LE DRH, dans l’exercice de ses fonctions, est confronté à un paramètre fondamental, qui devient (souvent) un écueil de taille : Le temps.

Car, en sus de la gestion des hommes et femmes de l’entreprise, et des activités afférentes dans le cadre de l’organisation du travail, le DRH doit concilier les différentes facettes (avatars ?) du caractère polymorphe du temps :

Le DRH et la valse à quatre temps

Le DRH fait face a minima à quatre temps dans l’exercice de la Gestion des Ressources Humaines:

Le temps Immédiat: disponibilité des salariés, horaires de travail, pointage et gestion des absences, durée et organisation des affectations, anticipation ou (le plus souvent) management de crise des remplacements, gestion des conflits du travail au quotidien, Accidents du Travail …etc…On navigue ici dans l’urgence, le flux quotidien du métier de DRH, le court terme, le rôle de pompier si courant dans la fonction RH de terrain particulièrement, si chronophage et usant sur la durée d’exercice de la fonction…

Le temps des Résultats: il s’agit ici des activités dévolues consistant à « relever, établir, reporter, préparer, former, évaluer, formuler les contrats de travail, réaliser les paies »…On respecte des procédures, des échéanciers, des obligations,et, le plus souvent, on applique ou respecte des référentiels. La pression ici est imprimée par le « délai, l’échéance », la dead line. Tyrannie du calendrier, cauchemar (parfois) du cycle infernal :l’activité revient toutes les semaines (pointage des effectifs et intérimaires), tous les mois (la paie, des reportings sociaux..), tous les trimestres, ou tous les ans (les déclarations sociales, les tableaux de bord sociaux.. ).

Le Temps des Personnes : ce « temps-là » est, lui, d’un tout autre ordre, d’une nature toute différente : le salarié, l’humain qu’il est, dispose d’une existence propre et d’une perception intuitive du temps « de » travail (mais aussi « au » travail), le temps requis pour l’apprentissage, pour le développement personnel, la gestion et le déroulement de la carrière, la notion (bien réelle) de vieillissement, le ciment de toute démarche GPEC, où le facteur temps est essentiel à sa compréhension et articulation.

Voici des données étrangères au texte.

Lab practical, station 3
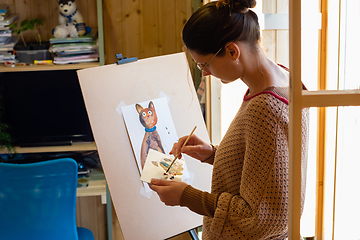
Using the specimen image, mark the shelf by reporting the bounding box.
[302,90,360,107]
[0,62,100,72]
[0,142,97,153]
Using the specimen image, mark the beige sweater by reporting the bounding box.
[180,87,309,240]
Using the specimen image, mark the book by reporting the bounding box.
[49,43,98,53]
[0,4,9,14]
[0,36,11,45]
[0,36,19,52]
[0,25,10,31]
[54,58,99,64]
[0,30,12,37]
[49,31,97,44]
[0,13,18,26]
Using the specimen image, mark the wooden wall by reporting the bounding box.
[1,0,194,64]
[261,0,289,67]
[103,0,194,63]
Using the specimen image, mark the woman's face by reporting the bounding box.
[188,49,241,83]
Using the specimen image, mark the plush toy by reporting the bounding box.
[54,0,86,37]
[53,23,79,38]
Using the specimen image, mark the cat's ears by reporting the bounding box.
[135,104,143,113]
[148,101,154,108]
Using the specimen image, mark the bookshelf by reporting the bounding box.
[0,0,105,72]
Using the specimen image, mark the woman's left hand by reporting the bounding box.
[149,178,188,206]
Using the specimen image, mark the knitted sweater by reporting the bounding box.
[180,87,309,240]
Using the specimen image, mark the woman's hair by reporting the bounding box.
[182,0,260,55]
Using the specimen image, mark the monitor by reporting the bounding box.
[0,70,94,146]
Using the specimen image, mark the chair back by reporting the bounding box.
[0,158,78,240]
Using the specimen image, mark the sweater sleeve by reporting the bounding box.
[205,96,288,239]
[180,185,218,217]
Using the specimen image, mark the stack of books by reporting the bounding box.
[0,4,18,63]
[49,32,99,64]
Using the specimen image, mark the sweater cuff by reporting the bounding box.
[180,185,218,217]
[201,143,218,164]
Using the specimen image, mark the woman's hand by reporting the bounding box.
[170,134,213,161]
[149,178,188,206]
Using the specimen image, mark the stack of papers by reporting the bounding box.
[0,4,18,58]
[49,32,99,64]
[0,52,17,63]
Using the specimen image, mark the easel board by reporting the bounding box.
[78,53,212,240]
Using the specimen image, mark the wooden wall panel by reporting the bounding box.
[122,0,142,57]
[103,0,194,64]
[140,0,160,58]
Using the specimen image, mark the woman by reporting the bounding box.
[151,0,308,240]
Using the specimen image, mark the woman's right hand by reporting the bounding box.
[170,134,213,162]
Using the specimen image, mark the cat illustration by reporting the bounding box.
[135,101,165,169]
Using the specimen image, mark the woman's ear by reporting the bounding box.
[225,42,240,61]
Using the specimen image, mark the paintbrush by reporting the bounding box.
[166,126,196,173]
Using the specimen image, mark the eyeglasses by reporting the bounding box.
[196,47,223,71]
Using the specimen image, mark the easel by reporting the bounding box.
[115,53,199,240]
[189,229,199,240]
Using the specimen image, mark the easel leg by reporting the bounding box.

Le temps de l’Institution : le temps long de l’histoire de l’entreprise, la construction et évolution (très lente souvent) de la culture d’entreprise, la conception et la mise en œuvre d’un projet d’entreprise….

Apparaissent, dès lors, face au DRH, plusieurs « avatars » de temps, plusieurs logiques de la gestion du temps, qui se distinguent par leur échelle, leur logique, et qu’il s’agit de combiner à défaut de concilier, en en respectant les natures propres, et tout en construisant un édifice « qui tient debout ».

L’historicité au service de la compréhension du temps (et du temps de travail).

Comprendre la diversité, l’historicité (très ancienne) du concept de temps et de ses mesures, et maîtriser la variabilité interne du rapport au temps au sein d’une organisation, est une composante cruciale du portefeuille des compétences du DRH, et pour l’exercice « réussi » de la fonction RH.

En effet, la notion de temps, de temps qui passe, n’est pas un fait universel ni monolithique. Le temps est une construction humaine, et très dépendante des histoires des civilisations, très évolutive selon les périodes historiques de l’humanité. Le temps « ne va pas de soi ». Il convient de le définir selon les référentiels du contexte et qui permettent de l’appréhender.

Pour comprendre cette notion polymorphe et « construite par l’Homme » du temps, il convient de se repasser le film de l’histoire de l’Humanité rapidement.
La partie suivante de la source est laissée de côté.